The concept behind Macroblocks can be stated quite easily. Any frame of a video stream can be subdivided into so-called “Transform Blocks”, which are typically 8×8 pixel-groups, and of which the Discrete Cosine Transform can computed, in what would amount into the simple compression of each frame. The DCT coefficients are then quantized, as is familiar. Simply because the video is also encoded as having a Y’UV colour scheme, there are two possible resolutions at which the DCT could be computed, one for the Luminance Values, and the lower resolution, spanning the doubled number of pixels, for the Chroma Values. However, it is in the comparison of each frame with the previous frames, that ‘good’ 2D video compression has an added aspect of complexity, which my friend did not foresee.

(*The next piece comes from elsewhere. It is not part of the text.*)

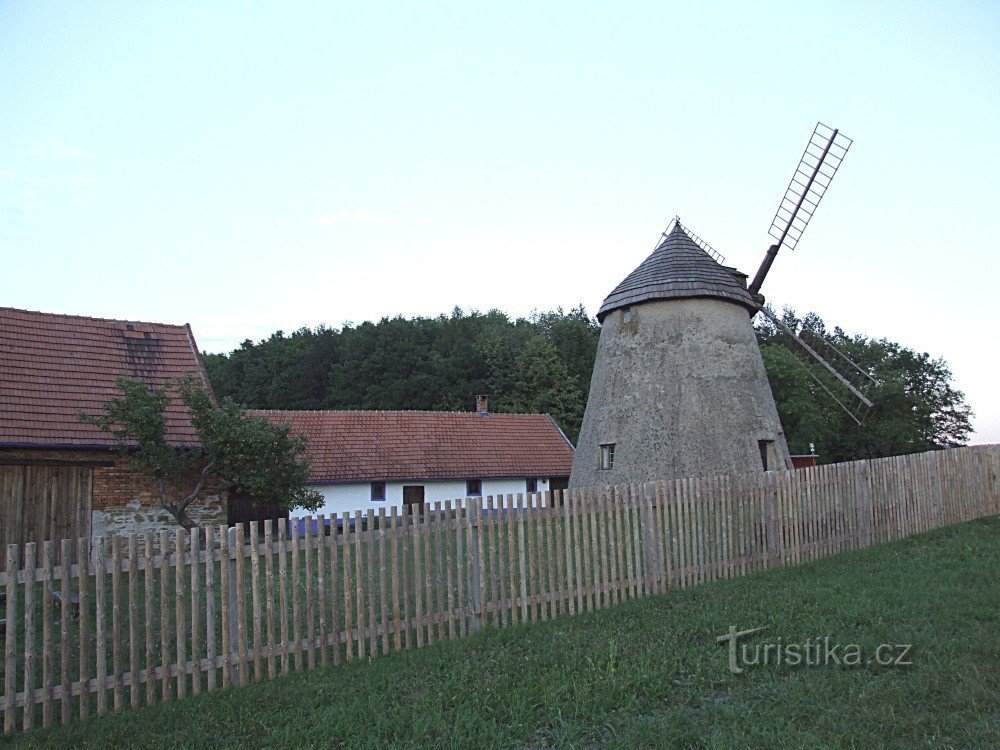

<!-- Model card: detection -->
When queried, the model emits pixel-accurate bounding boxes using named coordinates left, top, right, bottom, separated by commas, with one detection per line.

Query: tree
left=81, top=376, right=322, bottom=528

The preceding frame is first translated in 2D, by a vector that is encoded with each Macroblock, in an estimation of motion on the screen, and only after this translation of the subdivided image by an integer number of pixels by X and by Y a sub-result forms, with which the per-pixel difference of the present frame is computed, resulting in per-pixel values that may or may not be non-zero, and resulting in the possibility that an entire Transform Block has DCT coefficients which may all be zeroes.